Could this be the year of the Linux Desktop? I've heard this question repeatedly over last couple of years. At this point, it is clear that the process of overtaking M$ will be a lengthy one. However, I'm not so sure that the effort is actually necessary. Linux has already displaced UNIX and NT in the server room. It is the largest and arguably the most successful Open Source project. Apache webserver being the other. Despite all of the hoopla over the GPLv3, I really don't think it will slow Linux adoption or discourage commercial vendors from attempting to make a mint off Open Source software.
Actually, I believe the more interesting question would be the following:
How long will it take Linux take to dominate the embedded space? Analysts and technologists agree that the PC is no longer going to be the center of the IT universe. Intelligent devices like WAP enabled PDAs and mobile/smart phones, PVRs and other portable hardware will become the new frontier for software developers. The intelligence is actually heading to the edges of the network. Peripherals are becoming much smarter and useful. These devices offer a more compelling value proposition to customers in the near term for several reasons:
- Always on, portable and lightweight
- Easy access, and relatively simple to use
- Low cost of entry
So given the above added value features. Where does Linux fit into this picture? Where is its niche in this space? Well, you don't have to look very far to begin to answer that question.
The very popular PVR, TiVo is an example of a fairly successful embedded appliance runs on top of Linux.
Regarding embedded appliances, there are many other devices that are doing quite well with consumers. The Linksys routerhas become the preferred device amongst consumers who wish to have control over their hardware, as it is hackable (read: customizable),disruptive, and extensible. You can find many other Linux embedded appliances here.

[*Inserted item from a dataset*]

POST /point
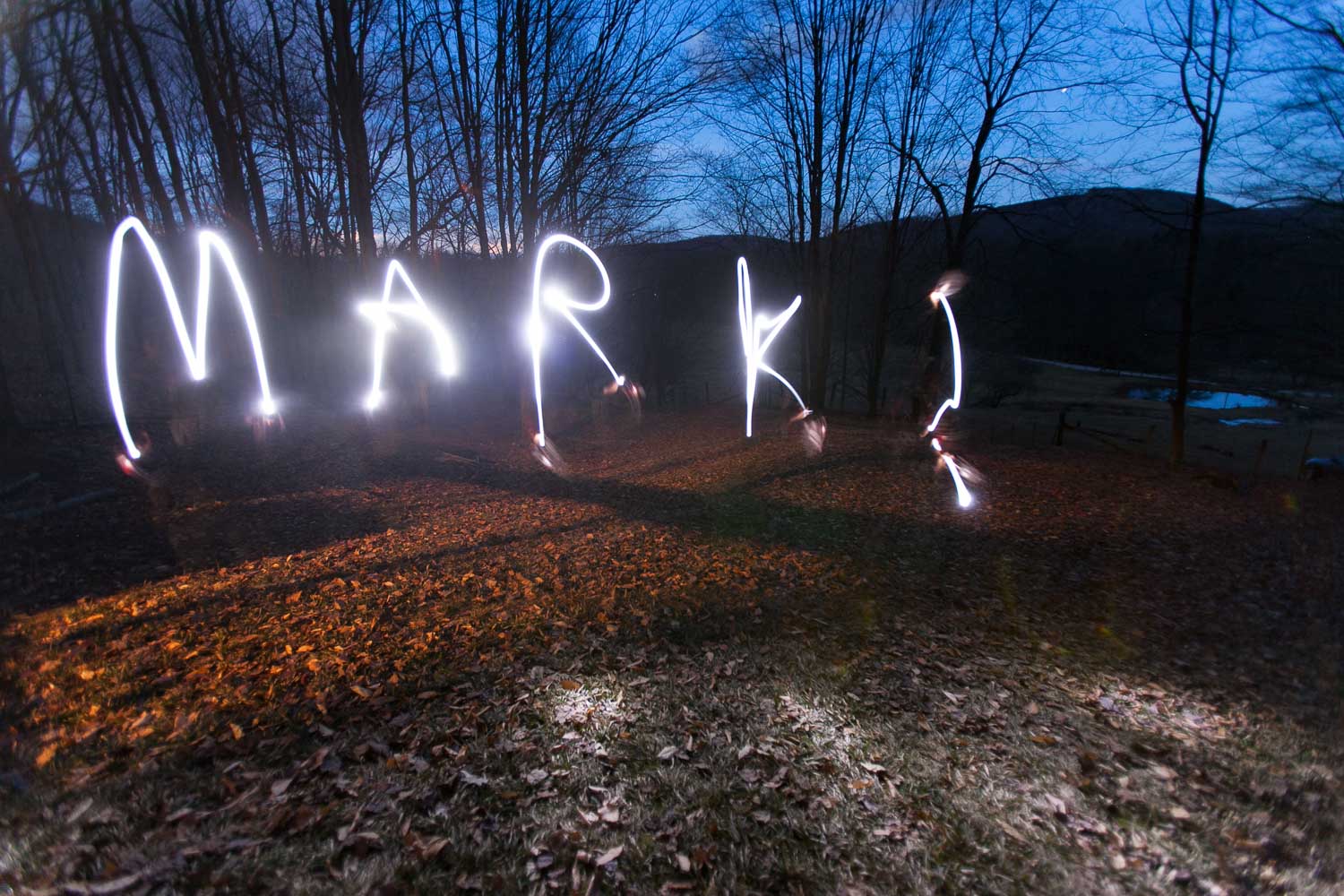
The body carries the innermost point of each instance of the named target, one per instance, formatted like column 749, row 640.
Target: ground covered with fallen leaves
column 416, row 661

So where does this leave the PC? Well, since economies of scale and Moore's Law have done a tremendous job in lowering the cost of hardware. We're starting to here more conversations about the $100 dollar laptop. Essentially, the PC will fade into the background and become just another appliance for home use. It will no longer be the central dominant device in the household.
Even the woolly mammoth of Redmond is beginning to figure out that the PC must be repurposed.

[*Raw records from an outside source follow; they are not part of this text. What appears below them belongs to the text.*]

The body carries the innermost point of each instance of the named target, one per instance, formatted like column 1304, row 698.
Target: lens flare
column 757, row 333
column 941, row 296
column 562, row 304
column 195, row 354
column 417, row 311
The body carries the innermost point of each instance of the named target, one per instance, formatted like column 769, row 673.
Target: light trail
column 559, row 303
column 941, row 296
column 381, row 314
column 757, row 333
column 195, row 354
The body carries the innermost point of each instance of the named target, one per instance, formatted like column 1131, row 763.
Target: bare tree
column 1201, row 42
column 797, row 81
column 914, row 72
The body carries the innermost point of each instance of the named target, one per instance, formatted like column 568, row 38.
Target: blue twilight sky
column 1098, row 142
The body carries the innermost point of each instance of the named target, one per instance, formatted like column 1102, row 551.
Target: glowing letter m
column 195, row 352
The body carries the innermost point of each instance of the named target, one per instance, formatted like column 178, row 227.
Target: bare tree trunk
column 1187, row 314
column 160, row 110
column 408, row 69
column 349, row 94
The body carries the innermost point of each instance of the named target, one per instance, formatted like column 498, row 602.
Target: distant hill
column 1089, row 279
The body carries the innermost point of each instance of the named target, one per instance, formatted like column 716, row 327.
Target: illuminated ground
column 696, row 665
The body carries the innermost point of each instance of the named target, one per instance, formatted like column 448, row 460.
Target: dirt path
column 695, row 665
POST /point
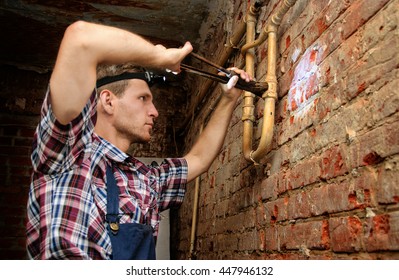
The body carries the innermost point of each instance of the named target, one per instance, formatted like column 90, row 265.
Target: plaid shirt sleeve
column 57, row 214
column 171, row 182
column 56, row 147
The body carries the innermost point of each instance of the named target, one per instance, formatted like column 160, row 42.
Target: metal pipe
column 195, row 211
column 224, row 56
column 270, row 95
column 248, row 108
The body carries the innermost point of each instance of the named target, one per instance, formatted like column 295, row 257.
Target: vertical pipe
column 270, row 95
column 195, row 211
column 248, row 108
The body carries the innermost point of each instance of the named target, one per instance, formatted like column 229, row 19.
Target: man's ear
column 106, row 99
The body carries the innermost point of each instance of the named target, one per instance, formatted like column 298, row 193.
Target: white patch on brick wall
column 305, row 83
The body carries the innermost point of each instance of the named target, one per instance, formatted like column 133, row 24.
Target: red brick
column 382, row 232
column 346, row 234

If you're thinking, "I'm not going to squint my eyes on tiny cell phone to surf the web or I need high fidelity sound to enjoy music." You're simply missing the point. These devices are lifestyle changers. Entertainment is just a part of that equation.

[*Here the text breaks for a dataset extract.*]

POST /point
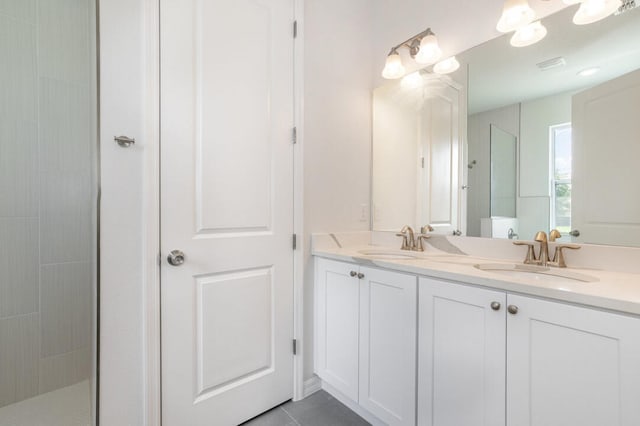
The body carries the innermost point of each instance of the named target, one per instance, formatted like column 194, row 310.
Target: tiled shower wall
column 47, row 195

I believe you'll begin to see the return of the client/server models for software applications. This is possible due in no small part to the spiraling price of storage space. The only real barrier is the cost and availability of bandwidth. Projects like FON are attempting to address the bandwidth access concern.
Linux has the ability to dominate in the embedded space and it's well on its way to cornering that market. I really don't believe that the desktop holds sustained value or growth in the long term.